DOI: https://doi.org/10.1109/tase.2021.3073396

IF: 6.636

2023-01-01

IEEE Transactions on Automation Science and Engineering

Abstract:Critical industrial infrastructures are currently facing increasing cyberspace threats in their underlying information and communication systems. The advanced monitoring, control, and management functionalities of the industrial systems firmly rely on the reliable and secure operations of the industrial control system (ICS) network. This article characterizes the ICS network traffic and presents a scalable and efficient solution for real-time ICS network traffic anomaly detection, considering various forms of ICS anomaly events. The events due to the cyberattacks, malicious operating behaviors, and network anomalies can be effectively detected without sophisticated computational requirements and retrieval of communication protocols.
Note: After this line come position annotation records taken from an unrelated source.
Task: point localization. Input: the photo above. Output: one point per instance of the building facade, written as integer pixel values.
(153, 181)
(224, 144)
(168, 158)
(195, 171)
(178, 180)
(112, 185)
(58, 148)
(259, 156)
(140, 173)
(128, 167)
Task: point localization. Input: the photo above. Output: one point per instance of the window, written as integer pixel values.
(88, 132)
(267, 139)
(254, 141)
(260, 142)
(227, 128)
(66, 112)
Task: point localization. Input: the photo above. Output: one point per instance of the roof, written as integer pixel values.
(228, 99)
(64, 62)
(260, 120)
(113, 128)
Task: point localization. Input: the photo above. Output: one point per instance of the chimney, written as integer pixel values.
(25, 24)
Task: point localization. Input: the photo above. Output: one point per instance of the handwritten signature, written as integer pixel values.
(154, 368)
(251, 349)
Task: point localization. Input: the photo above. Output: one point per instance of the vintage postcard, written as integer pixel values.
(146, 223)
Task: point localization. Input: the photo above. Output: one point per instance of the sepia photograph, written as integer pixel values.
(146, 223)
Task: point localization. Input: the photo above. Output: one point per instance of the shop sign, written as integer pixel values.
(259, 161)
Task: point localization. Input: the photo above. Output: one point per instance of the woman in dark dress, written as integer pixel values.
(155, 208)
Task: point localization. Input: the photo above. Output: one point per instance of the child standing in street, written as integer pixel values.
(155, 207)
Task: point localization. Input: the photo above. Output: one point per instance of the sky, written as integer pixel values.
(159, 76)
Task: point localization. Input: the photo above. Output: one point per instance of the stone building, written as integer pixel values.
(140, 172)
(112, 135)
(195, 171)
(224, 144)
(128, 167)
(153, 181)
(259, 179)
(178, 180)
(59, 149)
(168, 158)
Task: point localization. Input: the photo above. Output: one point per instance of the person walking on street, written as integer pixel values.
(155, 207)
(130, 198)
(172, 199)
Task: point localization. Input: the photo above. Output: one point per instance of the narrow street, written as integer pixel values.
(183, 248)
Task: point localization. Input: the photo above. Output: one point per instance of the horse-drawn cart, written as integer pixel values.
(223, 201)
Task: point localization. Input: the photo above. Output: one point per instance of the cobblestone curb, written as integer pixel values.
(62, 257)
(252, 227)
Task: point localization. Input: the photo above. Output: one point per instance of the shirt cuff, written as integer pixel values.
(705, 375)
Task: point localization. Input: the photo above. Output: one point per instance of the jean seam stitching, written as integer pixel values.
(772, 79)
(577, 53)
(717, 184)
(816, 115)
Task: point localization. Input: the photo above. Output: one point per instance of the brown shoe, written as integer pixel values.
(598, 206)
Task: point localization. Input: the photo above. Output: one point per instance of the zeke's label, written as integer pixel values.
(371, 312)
The proposed hybrid statistical-machine learning model integrates a seasonal autoregressive integration moving average (SARIMA)-based dynamic threshold model and a long short-term memory (LSTM) model to jointly identify the abnormal traffic patterns with low false omission rates. The proposed solution is extensively evaluated at a realistic ICS cyber–physical system (CPS) testbed, and the numerical results confirm its high detection accuracy and low computational complexity. Note to Practitioners—This article was motivated by the challenge of real-time anomaly detection in industrial cyber–physical systems (CPSs). The existing industrial control system (ICS) network anomaly detection solutions are generally carried out based on a single model based on the historian database and cannot dynamically classify the abnormal conditions in a real-time fashion. A novel hybrid statistical-machine learning model is developed that integrates a seasonal autoregressive integration moving average (SARIMA)-based dynamic threshold model and a long short-term memory (LSTM) model to jointly identify the anomalous events through traffic pattern analysis. The proposed anomaly detection solution can efficiently provide accurate detection for cyberattacks, malicious operating behaviors, and network anomalies while meeting the real-time requirements of ICS networks. The proposed solution can be deployed in the realistic ICS CPSs, e.g., the power generation system, gas pipeline systems, and urban railway transportation systems. The preliminary numerical results obtained from the ICS-CPS testbed suggested that it can provide high detection accuracy with low computational complexity and, hence, can be adopted with minimal deployment hurdles.